Est-ce que cela annonce une série longue ?
O.J.
L’avenir le dira. Si la fin du monde arrive vite ou pas 😉

Le personnage le plus clairvoyant sur cette crise est une adolescente que personne ne prend au sérieux. On pense à la militante écologiste Greta Thunberg qui n’est pas toujours écoutée. Est-ce qu’elle vous a inspiré pour ce personnage de Mollie ?
O.J.
Je ne me suis pas inspirée de Greta Thunberg mais j’aurais pu. J’ai effectivement voulu que le personnage qui porte la parole éclairée soit celle qu’on écoute le moins. Mollie est bien renseignée mais prisonnière de sa condition d’adolescente. Elle ne peut pas quitter sa famille pour aller faire sa vie ailleurs, elle n’a pas la légitimité pour être prise au sérieux, elle n’a pas toujours les bons mots pour s’exprimer, elle n’a pas la vérité sur tout et reste une jeune fille un peu naïve aussi. C’est plein de frustrations et de contradictions.
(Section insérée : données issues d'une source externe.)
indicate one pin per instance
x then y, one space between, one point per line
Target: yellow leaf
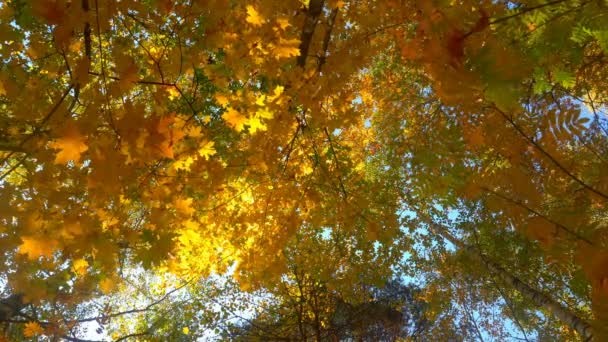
80 266
35 248
283 23
106 285
264 113
71 145
234 119
184 206
32 329
287 48
260 100
253 17
183 164
222 100
207 150
255 124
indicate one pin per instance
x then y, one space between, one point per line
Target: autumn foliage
338 144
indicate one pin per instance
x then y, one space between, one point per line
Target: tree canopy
382 170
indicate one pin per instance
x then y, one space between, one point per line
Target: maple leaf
255 124
35 248
106 285
184 206
32 329
71 145
207 150
287 48
80 267
253 17
234 119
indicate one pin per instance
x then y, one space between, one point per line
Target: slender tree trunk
537 297
10 306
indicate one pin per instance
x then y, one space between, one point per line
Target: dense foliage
438 169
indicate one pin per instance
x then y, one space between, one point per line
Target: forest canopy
395 170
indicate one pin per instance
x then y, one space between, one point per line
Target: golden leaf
287 48
71 145
253 17
35 248
106 285
234 119
80 266
207 150
32 329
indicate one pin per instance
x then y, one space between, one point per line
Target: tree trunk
10 307
537 297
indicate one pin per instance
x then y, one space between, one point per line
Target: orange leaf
71 145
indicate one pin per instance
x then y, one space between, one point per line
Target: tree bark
537 297
10 307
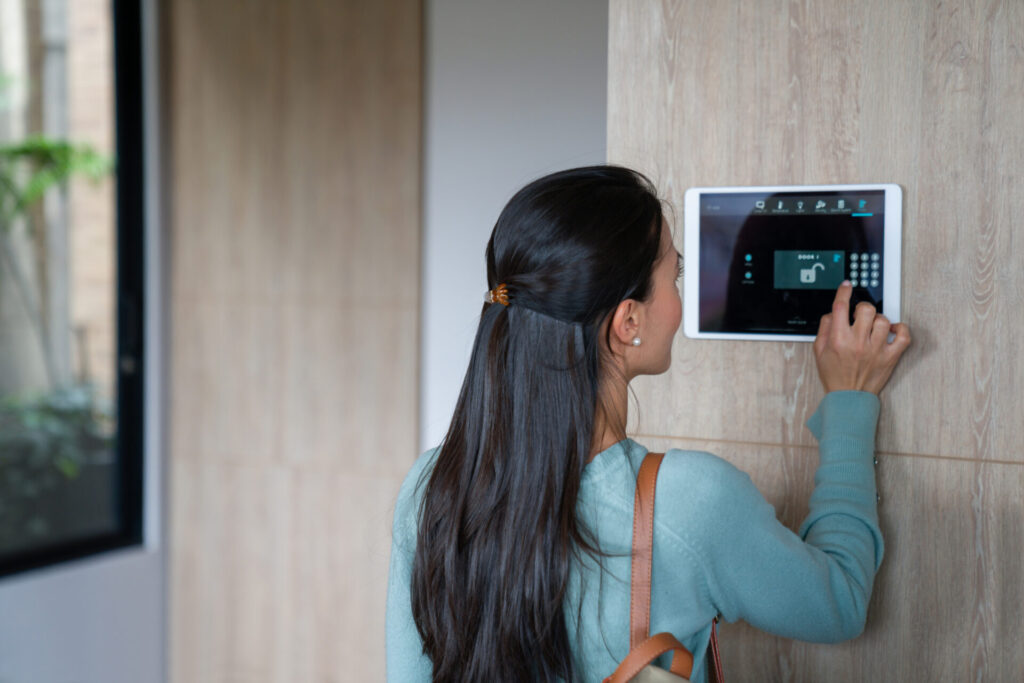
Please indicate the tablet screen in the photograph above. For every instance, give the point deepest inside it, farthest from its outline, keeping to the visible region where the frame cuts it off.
(770, 262)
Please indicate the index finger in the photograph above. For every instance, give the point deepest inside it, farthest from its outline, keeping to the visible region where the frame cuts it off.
(841, 306)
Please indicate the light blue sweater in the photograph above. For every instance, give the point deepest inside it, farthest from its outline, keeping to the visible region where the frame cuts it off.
(718, 549)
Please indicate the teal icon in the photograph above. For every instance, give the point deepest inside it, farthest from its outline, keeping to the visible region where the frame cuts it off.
(810, 269)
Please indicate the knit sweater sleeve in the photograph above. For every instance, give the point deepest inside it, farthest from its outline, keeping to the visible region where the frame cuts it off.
(406, 660)
(813, 586)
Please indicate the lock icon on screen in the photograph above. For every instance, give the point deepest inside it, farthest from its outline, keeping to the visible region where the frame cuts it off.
(810, 275)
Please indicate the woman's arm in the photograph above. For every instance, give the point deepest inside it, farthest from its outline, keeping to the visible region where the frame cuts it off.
(814, 586)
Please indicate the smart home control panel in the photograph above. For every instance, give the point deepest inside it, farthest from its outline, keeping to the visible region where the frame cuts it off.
(765, 262)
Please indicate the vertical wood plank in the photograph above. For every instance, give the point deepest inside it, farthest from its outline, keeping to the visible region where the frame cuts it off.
(294, 135)
(925, 94)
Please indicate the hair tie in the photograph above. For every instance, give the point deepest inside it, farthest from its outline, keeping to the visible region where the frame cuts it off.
(498, 295)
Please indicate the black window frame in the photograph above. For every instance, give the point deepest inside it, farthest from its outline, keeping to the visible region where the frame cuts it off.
(130, 366)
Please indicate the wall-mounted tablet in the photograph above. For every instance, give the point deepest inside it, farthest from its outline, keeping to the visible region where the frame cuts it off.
(765, 262)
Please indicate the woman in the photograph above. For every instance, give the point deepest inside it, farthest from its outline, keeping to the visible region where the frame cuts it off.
(511, 545)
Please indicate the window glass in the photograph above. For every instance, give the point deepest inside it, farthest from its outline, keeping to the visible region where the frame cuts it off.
(61, 455)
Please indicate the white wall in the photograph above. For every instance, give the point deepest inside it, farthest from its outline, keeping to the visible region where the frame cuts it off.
(101, 619)
(514, 90)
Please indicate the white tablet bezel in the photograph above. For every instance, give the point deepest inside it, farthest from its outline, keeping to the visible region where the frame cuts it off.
(892, 239)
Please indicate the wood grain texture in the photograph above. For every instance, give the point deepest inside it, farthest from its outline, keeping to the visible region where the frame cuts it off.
(924, 94)
(280, 572)
(927, 94)
(947, 599)
(293, 147)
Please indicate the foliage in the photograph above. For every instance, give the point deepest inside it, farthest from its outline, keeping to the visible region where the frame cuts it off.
(45, 441)
(31, 167)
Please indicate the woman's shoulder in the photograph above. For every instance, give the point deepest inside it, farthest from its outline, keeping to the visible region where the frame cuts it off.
(697, 483)
(408, 504)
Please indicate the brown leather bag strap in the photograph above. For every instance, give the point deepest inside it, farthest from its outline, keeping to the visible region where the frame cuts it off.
(647, 651)
(643, 549)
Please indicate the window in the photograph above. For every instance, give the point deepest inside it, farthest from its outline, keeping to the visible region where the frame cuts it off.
(71, 280)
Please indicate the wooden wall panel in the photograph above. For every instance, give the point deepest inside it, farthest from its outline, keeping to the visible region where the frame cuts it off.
(293, 145)
(927, 94)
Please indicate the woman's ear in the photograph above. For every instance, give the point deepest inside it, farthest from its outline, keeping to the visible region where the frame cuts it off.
(626, 321)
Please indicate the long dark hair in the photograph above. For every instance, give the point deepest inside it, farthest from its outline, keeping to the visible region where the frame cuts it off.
(498, 529)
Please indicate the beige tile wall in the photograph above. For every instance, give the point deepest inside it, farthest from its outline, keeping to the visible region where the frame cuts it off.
(927, 94)
(294, 150)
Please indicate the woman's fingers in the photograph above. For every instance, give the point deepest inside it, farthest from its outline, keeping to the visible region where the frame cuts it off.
(824, 327)
(880, 331)
(863, 316)
(901, 340)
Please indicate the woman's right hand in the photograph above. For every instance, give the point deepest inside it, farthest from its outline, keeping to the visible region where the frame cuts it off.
(857, 356)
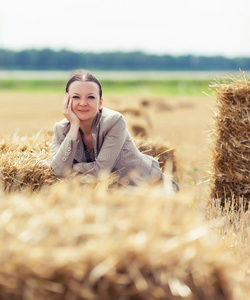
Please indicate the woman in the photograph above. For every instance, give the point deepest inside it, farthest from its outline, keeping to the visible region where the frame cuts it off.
(93, 139)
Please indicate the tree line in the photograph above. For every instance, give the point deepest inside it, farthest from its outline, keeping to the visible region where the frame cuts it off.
(48, 59)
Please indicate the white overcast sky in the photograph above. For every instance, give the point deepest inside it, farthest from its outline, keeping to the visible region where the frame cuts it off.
(176, 27)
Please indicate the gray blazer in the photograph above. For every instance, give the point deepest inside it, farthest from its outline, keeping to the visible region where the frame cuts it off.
(114, 151)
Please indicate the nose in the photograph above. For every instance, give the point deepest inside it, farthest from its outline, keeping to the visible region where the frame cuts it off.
(83, 102)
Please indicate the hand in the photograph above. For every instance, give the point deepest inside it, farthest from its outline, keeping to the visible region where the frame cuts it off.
(67, 111)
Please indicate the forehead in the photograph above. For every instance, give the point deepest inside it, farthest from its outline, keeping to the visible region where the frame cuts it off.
(85, 87)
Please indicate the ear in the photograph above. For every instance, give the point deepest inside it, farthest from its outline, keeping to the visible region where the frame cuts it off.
(100, 104)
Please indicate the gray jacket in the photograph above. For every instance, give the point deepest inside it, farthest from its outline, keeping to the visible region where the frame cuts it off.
(114, 151)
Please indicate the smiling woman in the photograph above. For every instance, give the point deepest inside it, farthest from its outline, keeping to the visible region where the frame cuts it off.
(92, 139)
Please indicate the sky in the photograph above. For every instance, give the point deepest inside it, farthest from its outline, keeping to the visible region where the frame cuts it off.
(176, 27)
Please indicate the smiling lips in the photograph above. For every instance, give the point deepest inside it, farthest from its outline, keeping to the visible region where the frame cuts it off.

Elle incarne un peu ce que vivent bon nombre de jeunes militants et militantes aujourd’hui.

Vos personnages se regroupent en communauté. Est-ce la clé pour survivre ?
O.J.
Nous humains, quand on est seuls, on est généralement assez cons. C’est uniquement quand on s’associe à d’autres qu’on peut se montrer intelligent et compétents. Sauf si c’est la peur qui rassemble le groupe. Là, ça peut tourner à la catastrophe. Le terme communauté ne veut pas dire grand chose et a souvent été utilisé à toutes les sauces. Si une communauté impose à ses membres de s’habiller pareil, de penser pareil, de vivre pareil, de tout normaliser, alors ça peut vite devenir une secte. Si la communauté fonctionne sur des principes de respect de la différence, de l’intimité, de la solidarité, du partage, ça peut être très chouette. Quant à savoir quelle est la clé pour survivre, je n’en ai aucune idée. Mais ce qui est primordial, c’est de vivre, pas de survivre.

Vous avez écrit cette histoire avant la pandémie de Covid-19. Est-ce que la crise actuelle a confirmé vos hypothèses ?
O.J.
Pas toutes non. La folie autour du papier toilette je ne l’avais pas vu venir. Mais sinon oui, notamment sur les élans de solidarité et d’entraide. On a pu en constater beaucoup. Oui aussi sur les comportements des riches privilégiés qui voulaient foutre le camp sur une île déserte, ou se barricader sur leur yacht. Finalement, ça nous éclaire pas mal sur les clés pour survivre. Il vaut mieux être du côté des pauvres en cas de catastrophe. Chez les riches, c’est chacun pour sa gueule.

Propos recueillis par Emmanuel Lafrogne
(sur Twitter)

« Happy end » par Benjamin Jurdic et Olivier Jouvray. Le Lombard. 14,75 euros.